Given the major pressures on the public finances and hence on public spending on education, the question of class-size is likely to rear its ugly head again. We don't have good evidence for Ireland though there is some good potentially data. So what does it tell us - at least at first blush?

Using PISA data for Ireland I show a kernel regression of the students (15 year olds) against class-size. The results show that as you lower class size from 40 to about 35 there is a higher score- as you might expect. After that however, its down-hill all the way: smaller classes are associated with worse scores. This is actually robust to inclusion of school effects and various other controls. In work in progress with a colleague it even seems to be robust to controling for endogeneity (using two distinct identification strategies).

via Geary Behavioural Economics Blog: Some unpleasant educational arithmetic.

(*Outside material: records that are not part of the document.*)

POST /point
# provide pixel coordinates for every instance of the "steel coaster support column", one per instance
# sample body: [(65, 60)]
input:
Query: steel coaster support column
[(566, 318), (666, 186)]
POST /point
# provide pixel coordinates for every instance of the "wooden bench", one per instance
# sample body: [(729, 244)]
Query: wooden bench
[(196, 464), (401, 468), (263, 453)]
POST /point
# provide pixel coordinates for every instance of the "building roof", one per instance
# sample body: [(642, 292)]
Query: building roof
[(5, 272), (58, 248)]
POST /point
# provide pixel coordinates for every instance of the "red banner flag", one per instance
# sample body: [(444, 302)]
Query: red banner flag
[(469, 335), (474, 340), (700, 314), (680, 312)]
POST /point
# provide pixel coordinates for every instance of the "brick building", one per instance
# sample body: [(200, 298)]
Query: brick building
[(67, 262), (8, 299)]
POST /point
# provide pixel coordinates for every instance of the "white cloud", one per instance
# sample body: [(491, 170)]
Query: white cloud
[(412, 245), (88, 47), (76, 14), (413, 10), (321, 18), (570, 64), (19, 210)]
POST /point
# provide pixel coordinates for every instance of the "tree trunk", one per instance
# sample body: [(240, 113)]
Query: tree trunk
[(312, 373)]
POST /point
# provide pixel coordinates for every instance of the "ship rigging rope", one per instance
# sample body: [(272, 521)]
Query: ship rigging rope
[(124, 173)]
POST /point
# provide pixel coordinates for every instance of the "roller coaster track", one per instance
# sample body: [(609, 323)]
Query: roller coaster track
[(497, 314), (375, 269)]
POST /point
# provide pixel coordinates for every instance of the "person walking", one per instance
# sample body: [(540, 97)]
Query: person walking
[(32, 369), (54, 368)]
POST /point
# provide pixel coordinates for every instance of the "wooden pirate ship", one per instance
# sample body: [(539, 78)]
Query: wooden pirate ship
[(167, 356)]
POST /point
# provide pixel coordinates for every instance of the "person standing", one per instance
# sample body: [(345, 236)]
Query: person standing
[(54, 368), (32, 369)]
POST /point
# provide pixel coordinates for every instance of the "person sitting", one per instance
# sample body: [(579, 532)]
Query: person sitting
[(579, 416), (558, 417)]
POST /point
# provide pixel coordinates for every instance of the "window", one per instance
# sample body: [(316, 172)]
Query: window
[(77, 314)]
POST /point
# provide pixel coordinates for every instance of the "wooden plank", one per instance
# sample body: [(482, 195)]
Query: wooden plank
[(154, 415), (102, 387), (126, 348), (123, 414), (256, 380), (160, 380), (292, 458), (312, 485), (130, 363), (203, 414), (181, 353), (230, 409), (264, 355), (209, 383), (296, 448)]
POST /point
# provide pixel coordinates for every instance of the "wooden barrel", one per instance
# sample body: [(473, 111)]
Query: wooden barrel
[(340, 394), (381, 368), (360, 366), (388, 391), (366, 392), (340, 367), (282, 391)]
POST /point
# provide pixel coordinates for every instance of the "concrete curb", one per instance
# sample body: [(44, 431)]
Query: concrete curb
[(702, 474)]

2 Responses to “Some unpleasant educational arithmetic”

  1. kevin denny

    Thanks for the "hat tip" though I can assure your readers my expertise on matters of love has been greatly exaggerated (& yes, by myself).
    The upward sloping relationship shown (i.e. students doing better in bigger classes) is replicated if one looks at other countries - I have checked this for a bunch of countries in the PISA data. So there is something going on though what I am not sure. It could be a pure statistical artifact whereby schools or parents send the weaker students to smaller classes. I have reason to believe that this is not the explanation but it would take too long to explain. Our paper should make this clearer.
    Perhaps the graph illustrates the need for a much more detailed analysis of the Irish data on this topic given how important it is. It is not good enough to rely on intuition or prejudice or a sketchy knowledge of the international evidence.

  2. Stephen

    I'd highly doubt there's a statistical artifact explanation, Dr Lurve, because of the shape of the curve more than anything else, but also because there must be more going in the classes than less students implies higher grades. Also, if they are rational, the parents should send the weaker students to larger classes, no?

    Clearly there's loads of work to be done on this, but from this picture alone, the class size story gets destroyed, especially from a teacher's wage-maximisation/bargaining point of view.